According to the docket, on February 25, 2002, the Fairness Hearing was held before U.S. District Judge Walker D. Miller. Judge Miller signed the Order and Final Judgment, approving the settlement and dismissing the case with prejudice and without costs except as provided in the stipulation. On July 24, 2003, the Court entered the Order granting the motions for distribution of the settlement and for an award of attorney fees and reimbursement of expenses.
By the Notice Of Pendency Of Class Action, a Settlement Fund consisting of an aggregate amount of $5,000,000 in cash, plus interest, has been established. Pursuant to Rule 23 of the Federal Rules of Civil Procedure and an Order of Court dated April 30, 2002, a hearing will be held before the Honorable Walker D. Miller in the United States Courthouse, 1929 Stout Street, Denver, Colorado 80294, at 1:30 p.m. on July 25, 2002 (the "Settlement Fairness Hearing") to determine whether a proposed settlement (the "Settlement") as set forth in the Stipulation and Agreement of Settlement dated on or about March 6, 2002 (the "Stipulation"), is fair, reasonable and adequate, and to consider the proposed Plan of Allocation for the Settlement proceeds and the application of Plaintiffs' Counsel for attorneys' fees and reimbursement of expenses. By order dated April 30, 2002, the Court certified the Settlement Class for purposes of settlement only.
On September 7, 2001, the plaintiff filed an Amended Consolidated Class Action Complaint, and on October 22, 2001, the defendants filed a motion to dismiss the amended consolidated class action complaint. On March 22, 2002, a Stipulation of Settlement was filed.

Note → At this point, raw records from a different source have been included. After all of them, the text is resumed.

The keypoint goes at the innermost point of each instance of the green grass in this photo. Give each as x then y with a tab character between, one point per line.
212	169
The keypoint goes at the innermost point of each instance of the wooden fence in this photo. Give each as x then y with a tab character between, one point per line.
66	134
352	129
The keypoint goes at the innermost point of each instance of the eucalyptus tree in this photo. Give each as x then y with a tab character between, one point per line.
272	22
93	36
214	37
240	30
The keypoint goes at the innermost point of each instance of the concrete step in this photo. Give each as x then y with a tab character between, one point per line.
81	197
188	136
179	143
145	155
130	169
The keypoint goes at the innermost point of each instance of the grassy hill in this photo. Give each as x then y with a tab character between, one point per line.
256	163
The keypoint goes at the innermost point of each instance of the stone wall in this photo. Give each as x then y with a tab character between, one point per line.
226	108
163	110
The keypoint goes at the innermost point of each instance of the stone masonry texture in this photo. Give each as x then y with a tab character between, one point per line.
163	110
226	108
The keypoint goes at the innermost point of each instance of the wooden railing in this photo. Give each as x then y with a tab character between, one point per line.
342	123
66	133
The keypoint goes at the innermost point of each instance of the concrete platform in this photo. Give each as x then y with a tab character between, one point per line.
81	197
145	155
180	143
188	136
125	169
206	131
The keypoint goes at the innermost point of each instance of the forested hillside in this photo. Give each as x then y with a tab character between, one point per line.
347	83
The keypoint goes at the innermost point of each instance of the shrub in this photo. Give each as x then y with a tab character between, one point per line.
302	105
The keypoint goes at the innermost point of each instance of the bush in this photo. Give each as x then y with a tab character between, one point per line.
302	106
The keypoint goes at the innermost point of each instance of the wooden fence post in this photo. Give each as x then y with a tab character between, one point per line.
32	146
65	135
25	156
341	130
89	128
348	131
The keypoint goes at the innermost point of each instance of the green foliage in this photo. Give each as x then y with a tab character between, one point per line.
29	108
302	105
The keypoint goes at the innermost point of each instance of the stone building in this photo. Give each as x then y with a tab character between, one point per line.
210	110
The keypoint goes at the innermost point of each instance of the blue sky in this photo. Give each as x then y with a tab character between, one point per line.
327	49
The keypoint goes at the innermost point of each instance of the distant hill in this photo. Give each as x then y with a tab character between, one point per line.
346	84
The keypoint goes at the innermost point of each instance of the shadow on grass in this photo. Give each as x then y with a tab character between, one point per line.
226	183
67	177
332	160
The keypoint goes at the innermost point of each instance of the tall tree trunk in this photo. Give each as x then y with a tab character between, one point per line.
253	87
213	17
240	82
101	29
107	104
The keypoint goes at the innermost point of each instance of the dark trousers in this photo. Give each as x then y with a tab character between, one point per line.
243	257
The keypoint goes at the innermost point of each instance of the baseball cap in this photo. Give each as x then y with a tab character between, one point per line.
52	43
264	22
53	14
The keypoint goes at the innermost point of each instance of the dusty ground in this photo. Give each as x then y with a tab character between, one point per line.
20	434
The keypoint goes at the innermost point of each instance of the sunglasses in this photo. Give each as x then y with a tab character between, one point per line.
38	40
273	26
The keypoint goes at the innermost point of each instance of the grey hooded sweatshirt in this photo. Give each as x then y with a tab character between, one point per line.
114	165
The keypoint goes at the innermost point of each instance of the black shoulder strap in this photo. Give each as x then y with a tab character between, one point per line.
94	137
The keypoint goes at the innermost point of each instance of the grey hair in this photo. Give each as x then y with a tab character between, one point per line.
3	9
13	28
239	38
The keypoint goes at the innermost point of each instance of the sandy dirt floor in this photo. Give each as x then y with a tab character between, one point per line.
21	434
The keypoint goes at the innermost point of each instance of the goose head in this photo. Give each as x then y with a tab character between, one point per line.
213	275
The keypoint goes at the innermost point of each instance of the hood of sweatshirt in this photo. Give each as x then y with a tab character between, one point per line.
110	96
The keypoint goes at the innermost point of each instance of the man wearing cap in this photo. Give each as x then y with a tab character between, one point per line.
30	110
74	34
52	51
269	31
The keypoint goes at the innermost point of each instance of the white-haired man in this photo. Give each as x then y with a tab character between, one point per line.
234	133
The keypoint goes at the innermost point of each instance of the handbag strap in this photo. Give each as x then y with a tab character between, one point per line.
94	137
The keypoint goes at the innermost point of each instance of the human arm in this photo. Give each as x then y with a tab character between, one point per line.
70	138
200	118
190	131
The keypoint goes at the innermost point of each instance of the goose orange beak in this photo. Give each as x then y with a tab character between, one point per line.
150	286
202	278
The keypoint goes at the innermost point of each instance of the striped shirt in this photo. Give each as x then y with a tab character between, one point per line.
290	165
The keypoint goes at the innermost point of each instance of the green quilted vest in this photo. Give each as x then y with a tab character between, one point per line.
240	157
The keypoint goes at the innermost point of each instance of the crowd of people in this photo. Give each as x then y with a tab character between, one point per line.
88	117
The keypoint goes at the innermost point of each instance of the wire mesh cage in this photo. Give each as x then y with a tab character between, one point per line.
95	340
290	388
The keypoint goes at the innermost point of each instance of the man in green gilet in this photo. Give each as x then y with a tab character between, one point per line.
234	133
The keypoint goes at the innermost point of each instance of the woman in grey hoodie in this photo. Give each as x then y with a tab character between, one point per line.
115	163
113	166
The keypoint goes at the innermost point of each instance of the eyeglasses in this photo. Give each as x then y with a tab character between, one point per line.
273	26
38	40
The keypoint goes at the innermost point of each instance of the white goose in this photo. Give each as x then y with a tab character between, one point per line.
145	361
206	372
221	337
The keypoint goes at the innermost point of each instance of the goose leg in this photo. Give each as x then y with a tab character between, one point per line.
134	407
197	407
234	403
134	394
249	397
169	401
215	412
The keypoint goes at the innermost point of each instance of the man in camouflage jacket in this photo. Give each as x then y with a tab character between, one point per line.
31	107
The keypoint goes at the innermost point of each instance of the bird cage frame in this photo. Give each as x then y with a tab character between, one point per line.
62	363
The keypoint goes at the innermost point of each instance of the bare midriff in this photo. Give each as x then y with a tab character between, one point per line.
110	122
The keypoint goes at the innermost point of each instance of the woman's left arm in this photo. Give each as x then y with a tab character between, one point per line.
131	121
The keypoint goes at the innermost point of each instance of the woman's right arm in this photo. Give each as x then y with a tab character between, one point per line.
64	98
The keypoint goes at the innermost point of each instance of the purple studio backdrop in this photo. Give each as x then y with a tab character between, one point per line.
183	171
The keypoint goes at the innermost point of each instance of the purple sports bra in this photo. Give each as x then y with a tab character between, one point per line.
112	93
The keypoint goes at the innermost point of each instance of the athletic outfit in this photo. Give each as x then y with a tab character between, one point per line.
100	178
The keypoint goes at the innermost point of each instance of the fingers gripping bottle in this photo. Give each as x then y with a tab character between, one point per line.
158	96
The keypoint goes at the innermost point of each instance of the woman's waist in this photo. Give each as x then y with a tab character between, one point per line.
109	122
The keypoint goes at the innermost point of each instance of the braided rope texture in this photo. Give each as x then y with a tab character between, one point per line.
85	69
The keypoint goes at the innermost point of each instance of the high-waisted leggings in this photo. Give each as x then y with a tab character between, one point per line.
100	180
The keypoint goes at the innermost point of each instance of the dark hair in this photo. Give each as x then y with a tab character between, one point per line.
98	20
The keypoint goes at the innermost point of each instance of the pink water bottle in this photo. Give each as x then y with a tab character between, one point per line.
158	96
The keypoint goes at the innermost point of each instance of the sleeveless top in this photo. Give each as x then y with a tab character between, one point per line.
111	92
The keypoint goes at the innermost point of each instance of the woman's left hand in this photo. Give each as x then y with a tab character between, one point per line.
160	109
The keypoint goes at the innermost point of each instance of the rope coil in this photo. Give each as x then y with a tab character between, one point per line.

The original complaint charges New Era of Networks, Inc. and certain of its officers with violations of Section 10(b) and 20(a) of the Securities Exchange Act of 1934 by reason of material misrepresentations and omissions. The complaint alleges that certain officers and directors issued false and misleading statements concerning the Company's financial results for the third quarter 2000. The Company did not disclose during the Class Period, but later acknowledged in an SEC filing, that the record revenues and earnings reported for its third quarter 2000 resulted from the Company's practice of selling software to companies in exchange for equity in its customers and booking the sales as non-cash revenue. Disclosure of this previously concealed information caused the Company's stock to plummet over 50% on November 21, 2000.